Short jokes
Tell someone to look in their shirt and spell attic. Hehe.
What goes zzub-zzub?
A bee flying backwards.
Oxygen and potassium went on a date. I heard it was OK.
It's all shits and giggles till somebody giggles and shits.
When we were visiting the Hoover Dam, I started to get a bit hungry. I asked my parents, "Where's the dam snack bar?"
What fruit always feels depressed?
A blueberry.
In 2016, Americans took "Orange is the New Black" to a whole other level.

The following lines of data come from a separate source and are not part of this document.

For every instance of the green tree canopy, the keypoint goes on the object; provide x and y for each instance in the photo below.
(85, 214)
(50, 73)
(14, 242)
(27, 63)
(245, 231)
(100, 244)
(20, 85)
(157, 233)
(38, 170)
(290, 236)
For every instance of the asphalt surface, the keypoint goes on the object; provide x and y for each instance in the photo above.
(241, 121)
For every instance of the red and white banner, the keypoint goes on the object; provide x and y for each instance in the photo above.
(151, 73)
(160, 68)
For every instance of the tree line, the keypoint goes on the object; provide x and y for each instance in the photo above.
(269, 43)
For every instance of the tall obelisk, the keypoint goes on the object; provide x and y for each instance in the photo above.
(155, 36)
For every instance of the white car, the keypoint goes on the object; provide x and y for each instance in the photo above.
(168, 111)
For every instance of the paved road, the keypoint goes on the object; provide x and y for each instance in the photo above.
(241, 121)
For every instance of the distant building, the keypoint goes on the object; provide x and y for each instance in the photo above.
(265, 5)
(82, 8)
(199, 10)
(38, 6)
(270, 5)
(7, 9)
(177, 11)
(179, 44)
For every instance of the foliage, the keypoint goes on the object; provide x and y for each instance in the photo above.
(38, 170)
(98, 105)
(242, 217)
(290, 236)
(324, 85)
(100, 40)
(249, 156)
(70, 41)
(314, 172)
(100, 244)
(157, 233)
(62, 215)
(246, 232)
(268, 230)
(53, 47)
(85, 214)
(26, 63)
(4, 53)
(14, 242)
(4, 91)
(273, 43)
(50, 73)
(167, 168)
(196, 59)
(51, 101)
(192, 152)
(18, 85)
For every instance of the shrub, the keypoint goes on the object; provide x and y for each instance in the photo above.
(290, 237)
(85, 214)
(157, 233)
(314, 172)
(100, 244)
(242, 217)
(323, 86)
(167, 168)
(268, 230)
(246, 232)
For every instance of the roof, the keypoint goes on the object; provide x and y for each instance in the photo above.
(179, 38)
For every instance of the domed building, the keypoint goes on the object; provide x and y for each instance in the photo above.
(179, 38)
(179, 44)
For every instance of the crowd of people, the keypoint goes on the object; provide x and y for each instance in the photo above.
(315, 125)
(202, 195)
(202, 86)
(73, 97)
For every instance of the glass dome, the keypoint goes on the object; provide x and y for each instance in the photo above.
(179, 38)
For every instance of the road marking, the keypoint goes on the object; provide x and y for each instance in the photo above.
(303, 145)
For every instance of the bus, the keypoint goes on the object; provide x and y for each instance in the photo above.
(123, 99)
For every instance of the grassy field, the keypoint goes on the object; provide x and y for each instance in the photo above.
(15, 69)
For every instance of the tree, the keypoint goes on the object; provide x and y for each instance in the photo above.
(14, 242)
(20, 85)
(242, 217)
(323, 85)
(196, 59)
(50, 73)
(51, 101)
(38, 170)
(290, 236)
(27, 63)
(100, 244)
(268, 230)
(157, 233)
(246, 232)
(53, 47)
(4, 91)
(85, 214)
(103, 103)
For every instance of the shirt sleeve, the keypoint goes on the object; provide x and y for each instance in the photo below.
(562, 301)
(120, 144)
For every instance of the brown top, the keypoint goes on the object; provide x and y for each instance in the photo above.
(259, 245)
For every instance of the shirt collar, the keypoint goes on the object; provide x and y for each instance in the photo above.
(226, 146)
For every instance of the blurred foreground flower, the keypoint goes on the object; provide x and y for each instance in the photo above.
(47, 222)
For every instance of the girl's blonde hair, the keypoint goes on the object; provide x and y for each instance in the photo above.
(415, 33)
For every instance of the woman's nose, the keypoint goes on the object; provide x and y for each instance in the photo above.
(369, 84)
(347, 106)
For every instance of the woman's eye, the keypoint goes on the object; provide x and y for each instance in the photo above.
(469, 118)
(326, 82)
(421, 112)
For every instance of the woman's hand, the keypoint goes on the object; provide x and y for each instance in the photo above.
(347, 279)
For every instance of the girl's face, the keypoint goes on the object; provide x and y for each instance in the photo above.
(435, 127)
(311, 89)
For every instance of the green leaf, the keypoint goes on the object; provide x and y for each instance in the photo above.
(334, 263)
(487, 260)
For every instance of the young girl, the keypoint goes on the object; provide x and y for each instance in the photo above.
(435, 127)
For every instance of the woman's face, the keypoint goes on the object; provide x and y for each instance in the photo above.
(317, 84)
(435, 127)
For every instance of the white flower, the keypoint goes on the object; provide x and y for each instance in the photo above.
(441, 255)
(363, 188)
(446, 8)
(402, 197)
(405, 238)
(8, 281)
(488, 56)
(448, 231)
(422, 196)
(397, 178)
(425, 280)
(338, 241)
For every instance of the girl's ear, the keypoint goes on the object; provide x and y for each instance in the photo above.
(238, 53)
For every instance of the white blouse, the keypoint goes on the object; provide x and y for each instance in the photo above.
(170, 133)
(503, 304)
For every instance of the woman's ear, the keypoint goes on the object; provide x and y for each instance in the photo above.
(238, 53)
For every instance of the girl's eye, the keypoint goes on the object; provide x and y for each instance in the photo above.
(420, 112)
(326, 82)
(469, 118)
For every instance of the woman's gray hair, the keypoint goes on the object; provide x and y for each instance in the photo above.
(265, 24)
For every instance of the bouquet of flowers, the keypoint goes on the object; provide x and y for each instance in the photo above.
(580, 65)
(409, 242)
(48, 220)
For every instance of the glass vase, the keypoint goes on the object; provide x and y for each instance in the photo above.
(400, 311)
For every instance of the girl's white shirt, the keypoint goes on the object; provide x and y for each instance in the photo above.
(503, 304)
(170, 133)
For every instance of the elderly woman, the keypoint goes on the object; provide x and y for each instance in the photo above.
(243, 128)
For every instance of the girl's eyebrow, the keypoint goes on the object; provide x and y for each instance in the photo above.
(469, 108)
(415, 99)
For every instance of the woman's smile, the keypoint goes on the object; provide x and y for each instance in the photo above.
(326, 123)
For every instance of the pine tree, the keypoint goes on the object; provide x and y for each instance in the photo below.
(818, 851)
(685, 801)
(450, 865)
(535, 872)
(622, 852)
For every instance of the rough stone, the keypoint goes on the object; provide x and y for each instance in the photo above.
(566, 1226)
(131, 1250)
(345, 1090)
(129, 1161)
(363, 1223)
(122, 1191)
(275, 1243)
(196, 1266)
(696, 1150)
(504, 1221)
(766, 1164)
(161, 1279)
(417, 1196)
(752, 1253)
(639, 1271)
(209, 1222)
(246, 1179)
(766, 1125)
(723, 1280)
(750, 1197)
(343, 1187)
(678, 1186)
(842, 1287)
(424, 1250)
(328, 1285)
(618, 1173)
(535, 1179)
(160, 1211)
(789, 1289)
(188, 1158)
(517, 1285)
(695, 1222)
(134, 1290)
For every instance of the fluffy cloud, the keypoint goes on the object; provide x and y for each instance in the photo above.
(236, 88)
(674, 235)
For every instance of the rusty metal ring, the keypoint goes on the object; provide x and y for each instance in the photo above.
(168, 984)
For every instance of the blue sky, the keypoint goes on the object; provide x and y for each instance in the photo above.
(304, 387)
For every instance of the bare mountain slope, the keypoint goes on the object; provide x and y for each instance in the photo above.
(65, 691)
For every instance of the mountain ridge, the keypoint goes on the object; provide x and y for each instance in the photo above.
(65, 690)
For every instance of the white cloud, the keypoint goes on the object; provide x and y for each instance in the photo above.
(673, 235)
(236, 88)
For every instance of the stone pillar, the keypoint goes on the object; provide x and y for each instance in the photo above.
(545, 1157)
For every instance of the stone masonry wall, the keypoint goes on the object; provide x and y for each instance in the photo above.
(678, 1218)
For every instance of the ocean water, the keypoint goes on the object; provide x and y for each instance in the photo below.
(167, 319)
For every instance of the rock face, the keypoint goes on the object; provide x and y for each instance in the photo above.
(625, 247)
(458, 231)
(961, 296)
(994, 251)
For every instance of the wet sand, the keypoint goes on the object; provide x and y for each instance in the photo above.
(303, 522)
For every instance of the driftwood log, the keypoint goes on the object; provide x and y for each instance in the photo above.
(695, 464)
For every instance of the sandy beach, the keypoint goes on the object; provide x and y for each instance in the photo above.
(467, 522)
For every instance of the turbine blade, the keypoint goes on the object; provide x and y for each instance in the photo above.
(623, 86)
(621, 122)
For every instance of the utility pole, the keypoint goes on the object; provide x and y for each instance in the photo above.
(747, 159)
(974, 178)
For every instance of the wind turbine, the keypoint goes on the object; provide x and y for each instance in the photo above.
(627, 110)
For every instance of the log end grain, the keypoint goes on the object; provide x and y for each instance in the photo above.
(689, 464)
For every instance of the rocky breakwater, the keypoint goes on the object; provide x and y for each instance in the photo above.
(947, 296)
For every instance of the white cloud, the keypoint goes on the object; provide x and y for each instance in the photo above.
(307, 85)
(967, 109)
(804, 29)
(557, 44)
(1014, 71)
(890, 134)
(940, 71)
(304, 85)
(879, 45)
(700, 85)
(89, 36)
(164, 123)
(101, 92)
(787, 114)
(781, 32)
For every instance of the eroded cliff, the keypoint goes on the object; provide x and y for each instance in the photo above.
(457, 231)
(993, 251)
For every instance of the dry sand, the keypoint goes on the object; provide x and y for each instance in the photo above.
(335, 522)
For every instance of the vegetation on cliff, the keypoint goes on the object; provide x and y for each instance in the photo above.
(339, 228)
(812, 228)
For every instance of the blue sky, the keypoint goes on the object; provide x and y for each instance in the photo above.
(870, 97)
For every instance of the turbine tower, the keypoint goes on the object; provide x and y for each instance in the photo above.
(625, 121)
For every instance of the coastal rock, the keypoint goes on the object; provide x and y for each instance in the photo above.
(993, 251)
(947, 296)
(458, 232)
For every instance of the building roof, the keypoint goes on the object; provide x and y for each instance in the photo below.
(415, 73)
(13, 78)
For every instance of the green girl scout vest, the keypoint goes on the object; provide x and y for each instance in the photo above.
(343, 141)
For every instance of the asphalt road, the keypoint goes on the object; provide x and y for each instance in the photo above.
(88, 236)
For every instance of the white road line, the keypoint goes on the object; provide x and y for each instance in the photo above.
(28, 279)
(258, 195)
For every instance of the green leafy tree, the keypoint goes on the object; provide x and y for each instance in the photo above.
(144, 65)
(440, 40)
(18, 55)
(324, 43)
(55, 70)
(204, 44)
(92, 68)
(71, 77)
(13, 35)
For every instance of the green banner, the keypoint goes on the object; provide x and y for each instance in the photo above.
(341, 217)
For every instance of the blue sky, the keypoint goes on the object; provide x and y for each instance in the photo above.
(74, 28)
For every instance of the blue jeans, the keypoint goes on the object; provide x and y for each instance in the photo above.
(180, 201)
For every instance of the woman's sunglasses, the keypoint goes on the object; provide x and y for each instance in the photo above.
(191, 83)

Why can't orphans work at S.C. Johnson?
Because it's a family company...
My sister asked me what is dark humor. I asked what does a cannibal call a pregnant woman? "Kinder Surprise!"
What do you get when a cow doesn't give any more milk?
A milk dud 😂
Why did the Polish urologist cut his cock off with a knife?
To take care of his erectile dysfunction.
If you faked the moon mission, don't apollo-gize.
Ran out of toilet paper, so had to start using lettuce leaves... today was the tip of the iceberg.
Why does Spider-Man only have 11 months?
He lost May.
My mom told me a joke she made 13 years ago, but she didn't tell me what it was... Anyways, I'm turning 14 next month.
COVID-19 won't last long... it's made in China.
Why do dwarfs hate fast food restaurants? Cause most of them have medium and large.
why are people in japan so slim? because the last time a fatman came, they lost half their population.
What do you call an Australian visiting the UK on holiday?
Returning to the scene of the crime.
Why does the United States have such a good military? Because they learn to dodge bullets in school.